Today, it’s all about Hadoop
Gartner’s report indicates that the industry landscape will evolve considerably in the next three to five years. Some important trends include:
– Big data use cases are maturing, but today it’s still all about Hadoop
Customers across the region are keen to harness the innovative capabilities of Hadoop. Most big data discussions tend to be mired in the technical capabilities of Hadoop, rather than focusing on the business problem or use case at hand. Because not many vendors in the region can offer both the technology and the business analytics capabilities, implementation issues are bound to arise. Most open governments, such as in Australia, promote the publication of great quantities of data in raw format in an effort to use data in meaningful ways for its citizens.

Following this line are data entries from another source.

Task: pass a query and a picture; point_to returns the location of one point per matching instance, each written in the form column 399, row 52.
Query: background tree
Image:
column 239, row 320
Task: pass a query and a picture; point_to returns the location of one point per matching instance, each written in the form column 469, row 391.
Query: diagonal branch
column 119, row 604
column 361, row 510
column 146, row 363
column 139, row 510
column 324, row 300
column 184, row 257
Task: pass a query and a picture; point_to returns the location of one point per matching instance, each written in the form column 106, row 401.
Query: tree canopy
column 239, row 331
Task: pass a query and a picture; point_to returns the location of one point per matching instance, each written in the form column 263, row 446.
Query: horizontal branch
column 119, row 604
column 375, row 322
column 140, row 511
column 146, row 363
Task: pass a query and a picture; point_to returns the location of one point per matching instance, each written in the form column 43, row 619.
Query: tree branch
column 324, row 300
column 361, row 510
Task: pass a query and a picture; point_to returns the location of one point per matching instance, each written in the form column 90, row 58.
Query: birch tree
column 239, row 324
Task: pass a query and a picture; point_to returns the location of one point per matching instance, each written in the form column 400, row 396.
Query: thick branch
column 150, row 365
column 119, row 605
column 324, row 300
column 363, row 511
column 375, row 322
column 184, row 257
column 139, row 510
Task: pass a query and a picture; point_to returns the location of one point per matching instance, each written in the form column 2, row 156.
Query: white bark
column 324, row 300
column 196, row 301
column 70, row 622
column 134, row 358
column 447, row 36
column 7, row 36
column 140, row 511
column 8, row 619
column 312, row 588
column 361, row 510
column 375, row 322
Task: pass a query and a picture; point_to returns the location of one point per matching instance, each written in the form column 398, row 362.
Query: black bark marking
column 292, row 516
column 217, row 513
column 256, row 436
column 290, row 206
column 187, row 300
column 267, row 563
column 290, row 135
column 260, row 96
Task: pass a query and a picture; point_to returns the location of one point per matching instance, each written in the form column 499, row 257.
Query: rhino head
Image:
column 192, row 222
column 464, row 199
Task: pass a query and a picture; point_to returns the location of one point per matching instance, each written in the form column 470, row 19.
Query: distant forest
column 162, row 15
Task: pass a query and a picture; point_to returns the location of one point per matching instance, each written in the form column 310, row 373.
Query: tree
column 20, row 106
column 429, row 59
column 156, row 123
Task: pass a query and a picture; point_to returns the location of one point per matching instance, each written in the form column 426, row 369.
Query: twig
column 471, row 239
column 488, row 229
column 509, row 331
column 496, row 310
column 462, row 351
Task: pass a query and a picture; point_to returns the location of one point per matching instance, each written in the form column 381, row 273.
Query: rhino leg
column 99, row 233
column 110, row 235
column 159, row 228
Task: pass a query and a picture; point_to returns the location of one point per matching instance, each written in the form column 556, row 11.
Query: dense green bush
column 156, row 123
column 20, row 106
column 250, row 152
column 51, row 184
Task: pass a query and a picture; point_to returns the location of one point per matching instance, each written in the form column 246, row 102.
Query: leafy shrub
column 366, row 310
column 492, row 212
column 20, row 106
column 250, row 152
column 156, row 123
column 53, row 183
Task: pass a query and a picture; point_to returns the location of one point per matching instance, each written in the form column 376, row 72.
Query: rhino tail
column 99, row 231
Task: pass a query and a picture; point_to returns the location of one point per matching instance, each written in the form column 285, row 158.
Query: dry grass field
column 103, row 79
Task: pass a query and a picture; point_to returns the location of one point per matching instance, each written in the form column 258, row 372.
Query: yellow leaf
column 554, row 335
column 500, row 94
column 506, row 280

This, along with smart city initiatives being promoted by several governments Hadoop; will be an important part of governments’ information management strategy.
– Mobility and data discovery approaches enhance experience of business users
In Asia Pacific, mobile BI is being used as an information distribution channel for ‘road warriors.’ The use case is simply the mobilisation of existing content – from basic reports to elaborate dashboards – targeted at current BI users. By following a different strategy, CIOs can use mobile BI to reach new constituencies, not necessarily those on the go. By making it fun and easy to use, BI will appeal to nontraditional users – those mainstream users who don’t enjoy staring at a grid all day.
– The Asia Pacific market is opening up for specialist BI and analytics vendors
When it comes to advanced analytics, Asia Pacific organisations are willing to examine products from smaller niche companies that offer packaged analytical applications that solve a particular business pain point. This is possibly due to the scarcity of skill sets in the market and the pressure on IT from business folks to deploy BI. As a result, clients are open to buying packaged analytical applications to address specific pain points and niche problems. One clear distinction is that, unlike platform sellers, these vendors predominantly sell to business buyers.
Apart from megavendors and emerging vendors, several low-cost alternatives are available in the market. These vendors saw an uptick in demand mostly from 2007 through 2012 as the megavendors worked on integrating their products. As a result, lower-cost local vendors, such as Yellowfin, TechnologyOne, Open Soft Technology and MAIA Intelligence, built a loyal user base, and they continue to gain market traction.
In addition, open-source vendors, such as Jaspersoft, Actuate and Pentaho, are improving their products and continue to have mind share among government buyers and high-tech clients, especially product independent software vendors (ISVs).